Глава 12: ВОЗОБНОВЛЕННОЕ ЗНАКОМСТВО

   Лучшие друзья – старые.
Джон Селден

 
   Уолтер Словотский добродушно улыбнулся старому солдату.
   – Так ты думаешь, он не собирался задерживаться?
   Старик кивнул:
   – Так он вчера сказал. Его что-то гнало, по-моему. А что тебе до него? Был рядом, когда эти приютские снобы его прогнали?
   Уолтеру все равно было, что имеет в виду старик; но он явно ждал подтверждения, так что Словотский кивнул и щелчком отправил в его ладонь медяк – вполне достаточно, чтобы солдат остался доволен, но не настолько щедро, чтобы он запомнил платившего.
   – Просто интересуюсь, – пожал плечами Уолтер. – Я знаю его с детства. Думал, смогу предложить ему работу.
   – Если я его увижу, что сказать – кто его ищет?
   – Уоррэл. – Он выбрал самое близкое к своему из эрендрийских имен. – Уоррэл ип Терранджи.
   Старый солдат понимающе подмигнул напарнику, а Словотский пнул пятками коня и затрусил по дороге. Возможно, другим повезет больше. А может, и нет.
   По крайней мере кое-что он узнал. А это уже что-то.
   Венест был таким же, как помнил Уолтер: скопище домишек, кривоватые улочки, относительно ровно разбегающиеся от окруженного стенами замка – грубый серо-бурый эстамп неумелого художника.
   Был рыночный день, и рынки были полны, хоть и не настолько полны, как ему помнилось. Возможно, потому, что зерновые – что для людей, что на корм – еще не созрели, торговцев зерном он почти не видел.
   Однако скотоводов и торговцев лошадьми было предостаточно: похоже, не сегодня-завтра уйдет очередной гурт в Пандатавэй.
   Мог Джейсон подрядиться на подобную работенку?
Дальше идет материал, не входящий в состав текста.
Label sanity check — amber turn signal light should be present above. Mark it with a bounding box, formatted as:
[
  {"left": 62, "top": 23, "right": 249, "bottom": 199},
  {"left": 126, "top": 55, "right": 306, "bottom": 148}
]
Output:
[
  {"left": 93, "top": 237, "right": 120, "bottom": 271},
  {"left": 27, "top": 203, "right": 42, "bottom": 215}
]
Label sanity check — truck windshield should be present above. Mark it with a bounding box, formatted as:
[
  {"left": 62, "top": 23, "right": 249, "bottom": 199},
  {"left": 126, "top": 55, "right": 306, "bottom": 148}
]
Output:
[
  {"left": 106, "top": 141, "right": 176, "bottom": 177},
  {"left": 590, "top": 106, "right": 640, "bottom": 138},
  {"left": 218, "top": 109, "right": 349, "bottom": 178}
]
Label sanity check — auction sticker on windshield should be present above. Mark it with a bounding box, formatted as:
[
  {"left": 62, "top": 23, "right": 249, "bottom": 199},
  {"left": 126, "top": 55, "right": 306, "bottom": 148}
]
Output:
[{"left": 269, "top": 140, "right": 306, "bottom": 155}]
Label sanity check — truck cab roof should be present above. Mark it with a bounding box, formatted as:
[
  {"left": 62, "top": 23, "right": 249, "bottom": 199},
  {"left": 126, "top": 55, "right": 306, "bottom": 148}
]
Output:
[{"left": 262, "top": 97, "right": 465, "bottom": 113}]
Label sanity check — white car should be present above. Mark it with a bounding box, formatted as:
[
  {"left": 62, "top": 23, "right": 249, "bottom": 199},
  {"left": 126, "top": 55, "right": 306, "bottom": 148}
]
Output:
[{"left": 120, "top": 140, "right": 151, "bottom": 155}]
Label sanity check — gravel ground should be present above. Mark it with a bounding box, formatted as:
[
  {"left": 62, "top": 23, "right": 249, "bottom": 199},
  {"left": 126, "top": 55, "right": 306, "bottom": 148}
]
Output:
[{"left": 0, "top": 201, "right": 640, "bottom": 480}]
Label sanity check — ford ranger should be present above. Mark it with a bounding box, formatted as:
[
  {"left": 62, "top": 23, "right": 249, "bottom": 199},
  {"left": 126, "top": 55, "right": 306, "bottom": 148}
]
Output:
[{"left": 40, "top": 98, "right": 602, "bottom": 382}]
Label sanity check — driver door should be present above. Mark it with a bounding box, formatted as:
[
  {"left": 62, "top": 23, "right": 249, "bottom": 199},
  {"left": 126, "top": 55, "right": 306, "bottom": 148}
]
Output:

Вряд ли: парень не настолько глуп.
   Одна вещь заставила Уолтера улыбнуться, хоть он и тщательно спрятал улыбку: загоны для рабов позади рынка, обычно переполненные народом, сейчас были пусты. В Венесте по-прежнему и владели, и торговали рабами, но дело это перестало быть процветающим, а цены едва удерживались на нижнем пределе.
   Остальное купечество, впрочем, явно не бедствовало. Впереди, у полупустого уже склада, торговец мясом продавал прямо с огня восхитительно пахнущие куски ягнятины с кулак величиной.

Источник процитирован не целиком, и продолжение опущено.